Que se patinen en la bañadera, que se golpeen los dientes con ese semicírculo de metal para trepar que hay en las plazas (¿cómo es que se llama?), que coman las uvas enteras, que se atraganten y no acordarme de lo que aprendí en el curso de RCP. Le tengo miedo a la fiebre sin causa aparente, que Blas se meta la punta del cargador de celular en la boca, que caminen del lado de la vereda que está más cerca de la calle, que muerdan el vaso de vidrio mientras toman, que se claven el tenedor en el ojo, que se golpeen la cabeza después de agacharse a buscar algo, pellizcarles la piel del cuello con el cierre cuando les subo el buzo hasta arriba si hace frío (me pasa todos los inviernos), cortarles el dedo en vez de la uña, que hagan fondo blanco con el Ibupirac rosa porque tiene gusto a chicle y -después de ver The Affair- le tengo más respeto al agua.
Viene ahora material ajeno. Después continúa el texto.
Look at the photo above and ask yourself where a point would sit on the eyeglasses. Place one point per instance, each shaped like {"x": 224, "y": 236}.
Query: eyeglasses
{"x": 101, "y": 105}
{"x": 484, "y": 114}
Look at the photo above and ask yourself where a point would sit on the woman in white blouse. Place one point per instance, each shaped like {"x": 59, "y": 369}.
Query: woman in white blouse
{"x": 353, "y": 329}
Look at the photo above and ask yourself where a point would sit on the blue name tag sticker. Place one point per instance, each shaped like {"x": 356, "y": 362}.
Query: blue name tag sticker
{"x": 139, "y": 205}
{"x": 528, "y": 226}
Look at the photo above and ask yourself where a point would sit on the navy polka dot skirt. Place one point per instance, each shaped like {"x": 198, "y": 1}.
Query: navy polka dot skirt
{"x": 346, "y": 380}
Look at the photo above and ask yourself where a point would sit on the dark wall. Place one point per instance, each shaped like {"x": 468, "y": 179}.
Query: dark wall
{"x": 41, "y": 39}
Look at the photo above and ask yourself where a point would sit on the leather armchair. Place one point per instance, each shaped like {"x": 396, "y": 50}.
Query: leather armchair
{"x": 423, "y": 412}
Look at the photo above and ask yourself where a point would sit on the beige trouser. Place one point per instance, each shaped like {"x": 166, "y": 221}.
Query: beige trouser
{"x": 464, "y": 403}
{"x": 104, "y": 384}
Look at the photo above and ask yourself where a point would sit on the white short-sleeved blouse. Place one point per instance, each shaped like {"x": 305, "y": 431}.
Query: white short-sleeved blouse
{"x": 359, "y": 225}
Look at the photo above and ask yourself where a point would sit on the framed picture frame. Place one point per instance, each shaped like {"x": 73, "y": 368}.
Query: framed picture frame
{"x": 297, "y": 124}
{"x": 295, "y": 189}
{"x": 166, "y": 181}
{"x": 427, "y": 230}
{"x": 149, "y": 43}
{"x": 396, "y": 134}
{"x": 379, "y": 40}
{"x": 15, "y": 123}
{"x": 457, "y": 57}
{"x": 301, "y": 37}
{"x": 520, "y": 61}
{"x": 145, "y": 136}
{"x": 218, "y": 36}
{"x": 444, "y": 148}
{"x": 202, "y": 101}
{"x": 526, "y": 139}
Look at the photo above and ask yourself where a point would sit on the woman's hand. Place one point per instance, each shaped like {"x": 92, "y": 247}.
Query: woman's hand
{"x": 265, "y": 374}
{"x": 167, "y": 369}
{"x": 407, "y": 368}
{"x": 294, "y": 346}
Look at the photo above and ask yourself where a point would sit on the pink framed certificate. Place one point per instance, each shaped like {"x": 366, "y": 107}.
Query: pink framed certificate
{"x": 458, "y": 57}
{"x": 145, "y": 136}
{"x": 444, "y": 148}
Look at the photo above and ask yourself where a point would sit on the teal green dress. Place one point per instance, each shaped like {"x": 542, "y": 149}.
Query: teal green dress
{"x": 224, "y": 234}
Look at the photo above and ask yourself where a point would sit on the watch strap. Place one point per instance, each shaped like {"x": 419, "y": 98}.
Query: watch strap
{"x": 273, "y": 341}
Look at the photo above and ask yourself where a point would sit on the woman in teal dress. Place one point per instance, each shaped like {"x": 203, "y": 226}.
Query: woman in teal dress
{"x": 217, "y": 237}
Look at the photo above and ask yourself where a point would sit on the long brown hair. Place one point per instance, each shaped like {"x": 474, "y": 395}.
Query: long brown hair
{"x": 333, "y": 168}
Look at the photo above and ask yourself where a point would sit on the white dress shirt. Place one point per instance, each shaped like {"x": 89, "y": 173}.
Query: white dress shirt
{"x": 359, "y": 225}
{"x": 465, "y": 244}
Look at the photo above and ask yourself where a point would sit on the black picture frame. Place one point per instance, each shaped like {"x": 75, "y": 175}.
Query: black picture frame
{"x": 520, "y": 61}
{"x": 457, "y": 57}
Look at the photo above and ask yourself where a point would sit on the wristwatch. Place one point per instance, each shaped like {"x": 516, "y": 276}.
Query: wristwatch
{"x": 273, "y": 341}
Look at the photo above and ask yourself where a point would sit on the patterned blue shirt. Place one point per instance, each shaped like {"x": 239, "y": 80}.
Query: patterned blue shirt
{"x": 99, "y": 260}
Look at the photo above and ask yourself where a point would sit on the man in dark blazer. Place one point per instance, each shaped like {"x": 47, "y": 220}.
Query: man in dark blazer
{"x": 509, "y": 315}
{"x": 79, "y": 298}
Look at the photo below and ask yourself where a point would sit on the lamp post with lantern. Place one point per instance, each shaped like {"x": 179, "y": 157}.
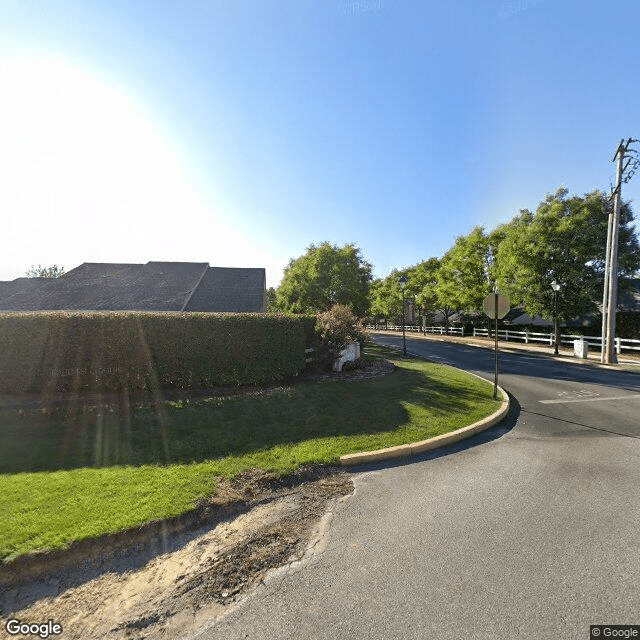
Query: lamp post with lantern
{"x": 403, "y": 284}
{"x": 556, "y": 287}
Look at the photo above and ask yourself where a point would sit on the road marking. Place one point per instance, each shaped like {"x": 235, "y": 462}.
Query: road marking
{"x": 564, "y": 400}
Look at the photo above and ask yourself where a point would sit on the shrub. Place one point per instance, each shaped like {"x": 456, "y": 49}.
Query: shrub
{"x": 68, "y": 351}
{"x": 339, "y": 327}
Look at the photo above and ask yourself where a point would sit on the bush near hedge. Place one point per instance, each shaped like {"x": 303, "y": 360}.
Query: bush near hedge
{"x": 68, "y": 351}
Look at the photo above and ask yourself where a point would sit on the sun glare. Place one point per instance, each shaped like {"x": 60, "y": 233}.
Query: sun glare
{"x": 86, "y": 177}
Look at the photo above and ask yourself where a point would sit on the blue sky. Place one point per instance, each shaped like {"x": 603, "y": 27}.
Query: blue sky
{"x": 239, "y": 132}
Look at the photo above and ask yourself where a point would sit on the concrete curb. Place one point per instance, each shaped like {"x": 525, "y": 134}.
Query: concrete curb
{"x": 406, "y": 450}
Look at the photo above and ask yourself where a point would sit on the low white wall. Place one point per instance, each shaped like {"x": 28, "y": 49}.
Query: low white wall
{"x": 349, "y": 354}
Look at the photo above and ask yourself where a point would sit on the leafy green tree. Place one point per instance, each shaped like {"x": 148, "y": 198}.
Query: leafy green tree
{"x": 463, "y": 278}
{"x": 324, "y": 276}
{"x": 272, "y": 303}
{"x": 54, "y": 271}
{"x": 565, "y": 240}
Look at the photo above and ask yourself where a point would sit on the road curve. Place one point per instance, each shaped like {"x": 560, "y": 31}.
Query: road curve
{"x": 529, "y": 530}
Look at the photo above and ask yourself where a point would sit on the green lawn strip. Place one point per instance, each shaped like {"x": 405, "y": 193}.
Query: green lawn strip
{"x": 126, "y": 468}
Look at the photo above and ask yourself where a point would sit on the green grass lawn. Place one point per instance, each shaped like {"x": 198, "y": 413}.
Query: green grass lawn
{"x": 80, "y": 471}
Agotador ¿no? Y eso que no me catalogaría dentro del trastorno «madre obsesiva compulsiva» (MOC). Más bien soy bastante relajada, aunque después de esta confesión nadie me crea. Pero es que el miedo viene incluido en el combo de sentimientos y emociones que aparecen cuando una trae hijos al mundo. Algunos más irracionales y fantasiosos, otros heredados, muchos rebuscados y unos cuantos muy reales. Hay miedos clásicos que no tengo y hay miedos que sí tengo y seguro no tiene nadie. Pero hay algo que tengo claro. No quisiera que ellos se apropien de mis propios miedos. Prefiero que hereden la valentía para enfrentarlos. Así que, pensándolo bien, mejor me sacudo las paranoias. Pero, por las dudas, también desenchufo el cargador y escondo el Ibupirac.